When: March 27th at 3PM-5PM ET
Where: Closing Bell

Following is the unofficial transcript of a FIRST ON CNBC interview with Senator Barack Obama on CNBC's "Closing Bell."

All references must be sourced to CNBC's "Closing Bell."

Barack Obama
Mark Stahl
Barack Obama

MARIA BARTIROMO
, host: Senator, thank you for joining us.

Senator BARACK OBAMA: Thank you so much for having me.

BARTIROMO: Nearly seven months before Election Day, we've got foreclosures on the rise...

Sen. OBAMA: Right.

BARTIROMO: ...we've got financial assets shrinking, gasoline above $3 a gallon. Detail for us your economic plan to take us higher.

Sen. OBAMA: Yeah. Well, it's going to start with dealing with the immediate crisis, both in the financial markets and in the housing market. And obviously, those things are connected.

On the housing market, to prevent foreclosures, I think it is important for us to create some bottom, some floor, give people some sense of where does this end. And so I am a strong proponent of the proposal that Chris Dodd and Barney Frank have put forward, having the FHA step in to help stabilize the market. It's not a bailout for borrowers or lenders, but what it says is we will rework some of these loan packages so that they're affordable. And, you know, everybody's going to have to take a haircut, the borrowers and the lenders, but it won't be as bad as if a foreclosure took place. So that'd be step number one.

Step number two, I think to stabilize and provide confidence in the financial markets it is appropriate for the Fed to take some of the actions that it has. But I think it is also important to make sure that we've coupled that with some new regulatory structures. If the Fed is going to be a lender of last resort to investment banks, then it is, I think, legitimate to make sure that those banks are subject to some sort of requirements, both in terms of liquidity and capital, to assure that we're not seeing excessive risks taken so that they get all the upside and the Fed gets all the downside. So that would be, I think, a second important step.

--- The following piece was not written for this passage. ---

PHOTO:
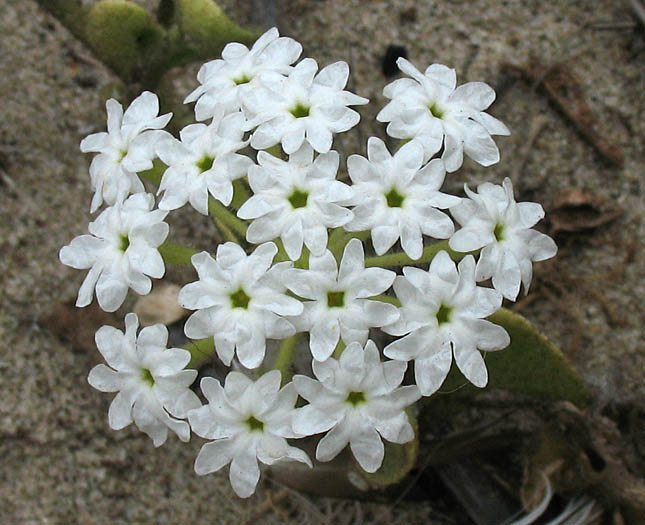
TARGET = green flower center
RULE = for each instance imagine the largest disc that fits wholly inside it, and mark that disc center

And then the third thing that I think is important for us to do is to understand that the economy long term has been out of balance for quite some time, even before this current crisis. I mean, we had high corporate profits, enormous rises in productivity over the last decade but wages and incomes have flatlined. And so you had a lot of concentrated wealth at the top, but ordinary folks were getting hammered with rising gas prices, rising costs of health care, rising costs of college tuition. And so creating a tax code that is more equitable and making sure that we're making investments in things like infrastructure and clean energy that can put us on a more stable long-term competitive footing, I think that has to be part of the package as well.